MANILA // The head of a powerful Philippine clan pleaded not guilty yesterday to murdering 57 enemies and journalists.
In his first court appearance on charges of masterminding the country's worst political massacre, the 70-year-old Andal Ampatuan Snr faced more than two dozen relatives of the victims in the heavily guarded courtroom.
He nodded when asked if he understood the charges read out to him, as the judge, Jocelyn Reyes, ordered the trial to proceed after denying Mr Ampatuan's last-minute appeal to delay proceedings.
"Not guilty", Mr Ampatuan muttered to jeers from emotional family members of the victims who had packed the small room.
The Muslim clan patriarch, his son and namesake Andal Ampatuan Jnr and four relatives are among more than 80 people arrested and charged with murder over the November 2009 massacre of 57 people, 32 of whom were journalists.
After the trial got under way, police announced that two more suspects, an ex-policeman and an armed Ampatuan follower, had been arrested in the southern province of Maguindanao, where the killings took place.
More than a hundred other suspects, including Ampatuan relatives and members of a government-armed militia that worked under the family's direct command, remain at large.
The court has yet to read the charges against 21 of those in custody, and legal experts had earlier warned that the trial would stretch for years in the notoriously slow Philippine justice system.
The victims and some of their vehicles were found buried in mass graves in a deserted farm on a hillock, near an excavator, which bore the Ampatuan patriarch's name.
A witness earlier said that the Ampatuans had planned the killings six days beforehand, with the patriarch telling the group to make sure the murders were carried out carefully. The Ampatuans, who had ruled Maguindanao for a decade, are alleged to have ordered the murders to stop a rival from challenging Mr Ampatuan Jnr for the post of Maguindanao governor in last year's elections.
On Wednesday, relatives of the victims crowded into the courthouse, built in a suburban Manila jail compound specifically for the trial,- and cried and shouted as Mr Ampatuan Snr was ushered into the courtroom in handcuffs.
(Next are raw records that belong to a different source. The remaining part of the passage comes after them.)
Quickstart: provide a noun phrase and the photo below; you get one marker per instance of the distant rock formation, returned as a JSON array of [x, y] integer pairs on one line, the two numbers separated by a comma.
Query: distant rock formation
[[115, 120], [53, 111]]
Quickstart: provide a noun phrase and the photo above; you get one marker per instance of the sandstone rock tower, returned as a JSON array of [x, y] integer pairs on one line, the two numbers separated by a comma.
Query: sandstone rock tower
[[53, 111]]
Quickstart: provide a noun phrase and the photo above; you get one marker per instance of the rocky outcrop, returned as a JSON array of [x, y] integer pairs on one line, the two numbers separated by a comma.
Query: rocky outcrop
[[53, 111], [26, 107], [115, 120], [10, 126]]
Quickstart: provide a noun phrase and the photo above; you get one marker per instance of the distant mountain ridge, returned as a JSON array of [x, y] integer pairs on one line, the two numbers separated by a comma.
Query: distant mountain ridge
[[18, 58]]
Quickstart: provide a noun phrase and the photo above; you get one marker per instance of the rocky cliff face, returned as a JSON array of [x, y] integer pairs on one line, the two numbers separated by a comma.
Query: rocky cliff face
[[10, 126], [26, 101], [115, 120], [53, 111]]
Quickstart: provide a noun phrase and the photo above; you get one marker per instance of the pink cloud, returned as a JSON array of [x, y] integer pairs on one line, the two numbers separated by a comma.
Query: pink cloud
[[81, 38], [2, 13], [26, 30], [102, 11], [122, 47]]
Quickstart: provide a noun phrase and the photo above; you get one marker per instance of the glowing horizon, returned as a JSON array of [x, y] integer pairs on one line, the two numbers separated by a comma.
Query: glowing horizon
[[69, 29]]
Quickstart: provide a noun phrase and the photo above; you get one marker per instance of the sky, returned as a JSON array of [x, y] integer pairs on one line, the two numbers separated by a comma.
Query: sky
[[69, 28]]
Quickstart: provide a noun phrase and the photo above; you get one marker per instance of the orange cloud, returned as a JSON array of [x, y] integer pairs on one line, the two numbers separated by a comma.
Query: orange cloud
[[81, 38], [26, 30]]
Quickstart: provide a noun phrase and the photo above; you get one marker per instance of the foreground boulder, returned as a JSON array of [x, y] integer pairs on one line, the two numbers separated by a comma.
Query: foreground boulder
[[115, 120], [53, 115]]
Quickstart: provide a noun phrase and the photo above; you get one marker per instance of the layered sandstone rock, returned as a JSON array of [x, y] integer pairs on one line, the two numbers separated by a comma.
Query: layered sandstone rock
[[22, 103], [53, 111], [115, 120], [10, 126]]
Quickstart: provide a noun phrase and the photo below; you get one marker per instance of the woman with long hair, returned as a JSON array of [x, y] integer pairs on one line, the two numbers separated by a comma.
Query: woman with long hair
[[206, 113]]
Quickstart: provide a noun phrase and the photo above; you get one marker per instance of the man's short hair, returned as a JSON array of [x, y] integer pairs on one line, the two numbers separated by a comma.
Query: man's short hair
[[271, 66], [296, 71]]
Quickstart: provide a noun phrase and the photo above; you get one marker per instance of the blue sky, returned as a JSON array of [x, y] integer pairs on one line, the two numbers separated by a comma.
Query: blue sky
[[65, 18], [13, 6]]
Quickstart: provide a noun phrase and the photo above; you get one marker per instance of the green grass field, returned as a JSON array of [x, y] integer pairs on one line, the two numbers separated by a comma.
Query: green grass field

Juliet Evardo, 50, mother of one of the murdered journalists, cried during a break in the hearing as she recounted how she felt when she saw Mr Ampatuan Snr.
"How can he plead not guilty when the backhoe [excavator] bore his name?" Ms Evardo said.
Ms Evardo's 24-year-old son, Julito, was a television editor who defied her appeals not to join supporters and relatives of a rival candidate on their ill-fated convoy to submit candidacy papers to the local election watchdog.
Esmael Mangudadatu, the rival Maguindanao politician who was elected governor after the massacre, expressed satisfaction that his wife, sister and other relatives, who were among the victims, would finally get justice.
The Ampatuans had ruled Maguindanao under the patronage of former president Gloria Arroyo, who rights monitors said had allowed the clan to keep a large private army as a proxy force against Muslim rebels.
Mr Mangudadatu, meanwhile, said members of the Ampatuan private army were among the suspects still at large. They were continuing to harass witnesses, he said, including one man who was shot and a woman they allegedly raped.
Mr Mangudadatu said these witnesses "are now out of danger and will continue to testify" and added that "this illustrates the lingering power of the clan".